Land Grabbing by Stefano Liberti

Land Grabbing by Stefano Liberti

Author:Stefano Liberti
Language: eng
Format: epub
Publisher: Verso Books
Published: 2013-11-19T05:00:00+00:00


‘Let’s hope we don’t get sent packing’

Susan Payne is the quintessential finance manager who throws herself into the new agribusiness sector. Modern, convincing and, most of all, inspired by good intentions. Many of the other participants at the conference use her very same words. The most widespread formula used in the room is: ‘We are not an NGO, but we want to contribute to the future of the planet.’ Everybody professes that their objective is the general wellbeing of people, along with the good health of their pockets. As the speeches roll on, I find myself a little wrong-footed: I’d expected to meet avid financiers who couldn’t care less about the environment, were indifferent to the plight of landless farmers, and insensitive to the poverty of families who can’t put two daily meals together. Instead, I’m at a meeting where every time money is mentioned it is immediately qualified by phrases such as ‘a better world’, ‘social responsibility’, ‘food sovereignty’, and so on. Everything seems designed to be politically and ecologically correct: the Media Director has sent the other accredited journalists and me an email with the biographies of the participants, and the specification that ‘this material won’t appear in the press kit for the good of the environment’.

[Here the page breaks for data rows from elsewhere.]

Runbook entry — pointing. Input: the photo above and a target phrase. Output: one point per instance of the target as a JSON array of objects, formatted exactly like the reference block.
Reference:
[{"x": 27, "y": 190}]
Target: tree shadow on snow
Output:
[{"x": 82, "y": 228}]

This gloss of good intentions is sullied only at brief moments of epiphany, during impromptu and informal discussions in corridors away from the speeches. Like the one I have with Mikael Von Euw from Zurich, who I meet at a cocktail party organised for the end of the first day. Surrounded by little tables laid with shrimp and salmon hors d’oeuvres and other titbits, this stocky thirty-five-year-old sits apart from the others, drinking a beer. I approach him and we introduce ourselves. He tells me he’s the manager of a ‘family office’, which really means that he and his brother look after the fund of a wealthy family. ‘We’ve put a lot of that money into a company in Mozambique. We’ll be producing some stuff for the local market, but mostly we’ll be concentrating on biofuels. We’ve signed a leasing agreement for twenty-five years.’ Mikael claims to have obtained the land for a symbolic rent, which he doesn’t want to specify, limiting himself to adding ‘really symbolic’. As we crunch on prawn crackers and down some excellent white wine, he tells me about the feasibility studies he carried out together with a South African partner, describing the technology they had to bring in, and giving a few details on their interaction with the Maputo government. ‘They gave us fiscal exemption, they did absolutely everything to pave our way.’ By the time the fourth glass has gone down, Mikael is a lot less reticent. He tells me about a trip he made to the region, ‘florid and luxurious, like a paradise on earth’. He digresses for a moment to talk about the ‘extraordinary beauty of the local women’. Then he looks me in the eye and says: ‘It was all so fast, maybe too fast.